The amount of new frameworks clearly says we can do better, and people see it can be done much better. React.js creates overbloated websites that are slow to load, that are blank pages during the load. Yes, we now have Preact and Mithril which are basically a historical experiment of “what if React.js was created when browsers followed web standards?”. However react-like frameworks themselves do not solve the state handling.
Okay, we have Redux — but to employ Redux you need lots of boilerplate (who said “Copilot”?). You can solve the “empty SEO page” by employing SSR (Remix/Next.js) — and now you have the React.js+Redux+Remix combo that is not nearly simple, not fast to iterate, and you have state desync/hydration problems, and your website is still so heavy it takes a while to load it via 4G connection. That’s a price of solving the problems that don’t exist anymore, but not solving the ones in a plain sight. React.js slowly turns into Cobol — “well, we just use it because we used to use it… and we have lots of services in Cobol”.
I know there are Zustand, React Query, SWR, these are different tradeoffs, but overall the problem is the same.
I also know there are lots of ready-made libs for React.js, however, there are even more framework-agnostic libs — so the developer not restricted by a framework wins in the end.
Occasionally it becomes hillarious:
https://github.com/solidjs/solid/discussions/1042
Solid makes re-rendering components really hard and inconsistent
When I finally make it re-render it is really inefficient
People try to use SolidJS like it is React.js, while you should not do it, you don’t hammer a nail with a screwriver (however, wtih JS classes, Angular, and Effect you can almost say screwdriving a nail is a “best practice”). Doing half the VDOM tree traversal to update a single element class is wrong and you should not do it. We can do a reactivity without prop drilling and without Redux boilerplate. We can avoid mass fetches without React Query having its own cache inconsistency problems. In the end we can make static page a static HTML and introduce limited amount of reactivity via HTMX — not every website is a Facebook, you know.

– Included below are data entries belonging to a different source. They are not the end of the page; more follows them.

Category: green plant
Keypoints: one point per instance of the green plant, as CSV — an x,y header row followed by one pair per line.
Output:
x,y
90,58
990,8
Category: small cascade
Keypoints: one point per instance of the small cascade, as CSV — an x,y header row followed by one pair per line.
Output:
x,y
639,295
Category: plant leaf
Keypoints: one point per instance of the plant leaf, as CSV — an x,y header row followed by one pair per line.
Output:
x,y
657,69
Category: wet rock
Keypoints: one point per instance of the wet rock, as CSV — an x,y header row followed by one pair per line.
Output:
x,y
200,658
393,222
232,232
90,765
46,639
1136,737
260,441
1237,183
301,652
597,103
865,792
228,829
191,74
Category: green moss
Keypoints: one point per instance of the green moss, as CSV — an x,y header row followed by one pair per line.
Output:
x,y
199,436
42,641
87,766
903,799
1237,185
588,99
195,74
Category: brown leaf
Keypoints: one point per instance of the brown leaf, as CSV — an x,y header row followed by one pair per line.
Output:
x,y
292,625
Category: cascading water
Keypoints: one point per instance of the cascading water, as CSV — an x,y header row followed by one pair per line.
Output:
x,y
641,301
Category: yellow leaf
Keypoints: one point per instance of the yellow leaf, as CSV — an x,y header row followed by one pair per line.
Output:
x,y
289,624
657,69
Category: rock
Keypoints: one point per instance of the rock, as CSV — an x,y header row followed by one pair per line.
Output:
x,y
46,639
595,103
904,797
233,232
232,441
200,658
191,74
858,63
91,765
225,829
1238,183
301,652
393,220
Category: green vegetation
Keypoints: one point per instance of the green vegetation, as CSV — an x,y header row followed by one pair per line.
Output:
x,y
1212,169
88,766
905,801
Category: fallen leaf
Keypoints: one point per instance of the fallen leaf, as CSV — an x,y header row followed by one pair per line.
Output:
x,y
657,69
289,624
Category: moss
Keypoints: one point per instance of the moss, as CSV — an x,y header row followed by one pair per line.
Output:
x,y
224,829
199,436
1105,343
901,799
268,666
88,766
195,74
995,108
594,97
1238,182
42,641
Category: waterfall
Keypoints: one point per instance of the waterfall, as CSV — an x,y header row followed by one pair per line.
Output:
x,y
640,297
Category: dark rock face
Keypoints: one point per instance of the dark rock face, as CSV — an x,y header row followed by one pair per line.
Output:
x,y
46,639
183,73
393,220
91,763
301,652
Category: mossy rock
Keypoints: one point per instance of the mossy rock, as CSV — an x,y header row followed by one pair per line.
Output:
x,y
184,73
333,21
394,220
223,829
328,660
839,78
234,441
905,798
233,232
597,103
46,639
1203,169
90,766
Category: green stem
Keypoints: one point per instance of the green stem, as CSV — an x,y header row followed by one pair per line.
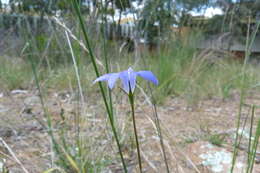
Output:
x,y
131,99
92,57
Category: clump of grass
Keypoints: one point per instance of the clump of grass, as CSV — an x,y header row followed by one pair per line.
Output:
x,y
14,73
195,78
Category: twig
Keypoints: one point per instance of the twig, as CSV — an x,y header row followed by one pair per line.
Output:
x,y
75,38
13,155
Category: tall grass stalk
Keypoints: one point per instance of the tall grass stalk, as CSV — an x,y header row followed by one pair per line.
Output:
x,y
76,68
54,144
249,43
109,112
131,100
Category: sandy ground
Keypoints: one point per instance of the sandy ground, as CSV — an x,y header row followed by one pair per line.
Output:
x,y
185,128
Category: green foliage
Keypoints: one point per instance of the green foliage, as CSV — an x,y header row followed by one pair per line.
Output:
x,y
13,76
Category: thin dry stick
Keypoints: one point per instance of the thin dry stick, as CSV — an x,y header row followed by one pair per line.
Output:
x,y
168,145
75,38
13,155
149,163
76,68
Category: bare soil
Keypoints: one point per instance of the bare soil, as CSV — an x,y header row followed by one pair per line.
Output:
x,y
182,125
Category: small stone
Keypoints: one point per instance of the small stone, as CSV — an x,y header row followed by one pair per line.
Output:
x,y
31,101
6,132
19,92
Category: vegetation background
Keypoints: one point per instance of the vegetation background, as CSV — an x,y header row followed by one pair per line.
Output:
x,y
46,67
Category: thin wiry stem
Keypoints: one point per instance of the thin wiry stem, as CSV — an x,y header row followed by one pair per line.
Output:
x,y
110,116
131,100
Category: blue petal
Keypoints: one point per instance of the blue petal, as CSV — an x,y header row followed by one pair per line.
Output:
x,y
125,81
112,79
131,78
102,78
148,75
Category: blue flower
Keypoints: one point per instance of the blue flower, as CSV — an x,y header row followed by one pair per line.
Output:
x,y
128,79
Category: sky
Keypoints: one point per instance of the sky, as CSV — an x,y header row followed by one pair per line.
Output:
x,y
5,1
208,13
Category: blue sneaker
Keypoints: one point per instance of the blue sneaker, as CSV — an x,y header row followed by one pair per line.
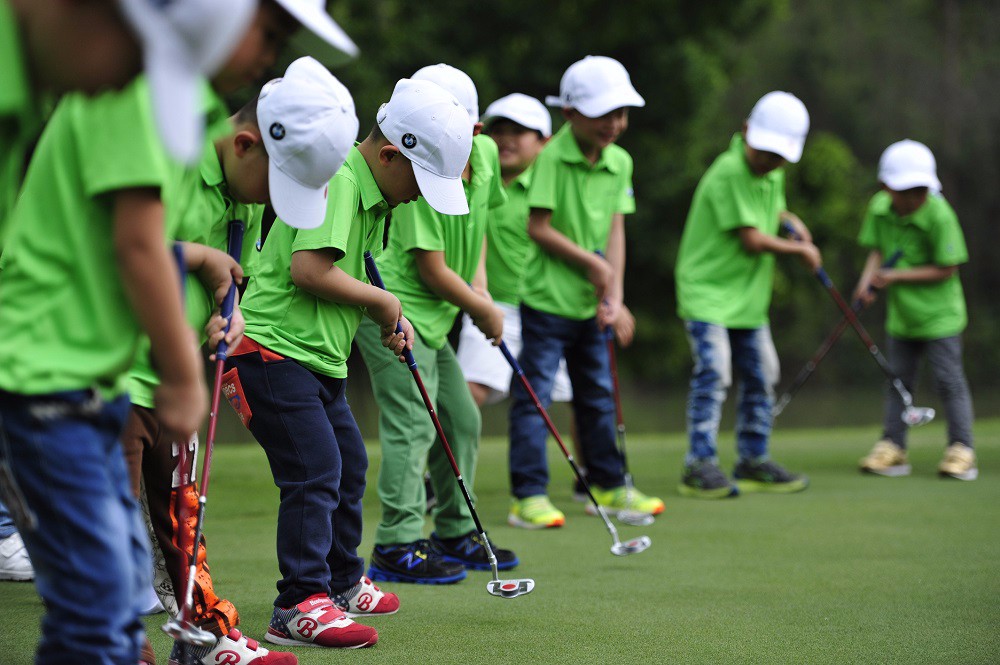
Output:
x,y
417,563
469,551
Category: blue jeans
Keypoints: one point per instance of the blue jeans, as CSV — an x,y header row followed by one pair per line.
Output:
x,y
305,426
547,339
89,546
716,350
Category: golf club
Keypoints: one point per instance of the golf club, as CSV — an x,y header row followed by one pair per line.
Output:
x,y
824,348
182,628
618,548
913,416
496,587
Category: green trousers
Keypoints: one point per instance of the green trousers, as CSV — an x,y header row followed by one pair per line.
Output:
x,y
410,443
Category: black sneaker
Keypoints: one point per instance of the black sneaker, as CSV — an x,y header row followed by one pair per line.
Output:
x,y
767,476
704,480
416,562
469,551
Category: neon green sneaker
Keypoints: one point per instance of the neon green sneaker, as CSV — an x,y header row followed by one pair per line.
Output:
x,y
535,512
622,498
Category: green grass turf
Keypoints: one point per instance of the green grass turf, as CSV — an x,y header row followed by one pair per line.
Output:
x,y
856,569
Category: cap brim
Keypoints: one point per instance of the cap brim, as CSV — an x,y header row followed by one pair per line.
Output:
x,y
321,37
609,101
446,195
900,182
295,204
789,147
174,88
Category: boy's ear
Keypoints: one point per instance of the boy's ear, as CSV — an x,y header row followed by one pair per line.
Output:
x,y
244,141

Ironically, the original article on Functional Reactive Programming (fundamental idea behind React.js) was called Functional Reactive Animation. But React.js is not handling DOM animation, it’s mostly displaying static frames. You wanna dynamic app with thousands of entities? Just forget it, any VDOM-based framework (React, Preact, Vue, Mithril) would implode on such a task. Animations? You got to access DOM directly via useRef and requestAnimationFrame. Canvas/WebGL? Nah, just forget it, it’s not react-friendly. You cannot be too sarcastic when a “reactive” framework actually limits your reactivity just so you can hire a bootcamp graduate.
There are near-luddites like Heydon Pickering or Chris Ferdinandi, and I can understand their thirst for clear simple solutions of simple problems i.e. drop all JS frameworks and use vanilla JS only when strictly needed. However, when you drop all the solutions, suddenly it appears that some of them were solving real problems. I mean if you look at https://github.com/cferdinandi/reef — no solutions for component props-events two-way changes propogation (you’ll have to use web components or do it yourself), no handling of complex conditionals or arrays of children, and in the end your complex reef-based app you will leak the watchers (i.e. RAM) because there are no weak refs and no explicit unreferencing, you have a big ball of mutual strong references.
Wanna suggestion as a summary? If you want to do a simple-to-medium complexity web app with all-JS fullstack — just employ Astro+SolidJS. It’s not the best solution, but at least well established and supported. I still really think you should not employ JS on a server side, but you cannot just tell people to obey speed limits and use seat belts. You can use node.js, you can employ react.js and next.js, but there are no technical reasons to do so.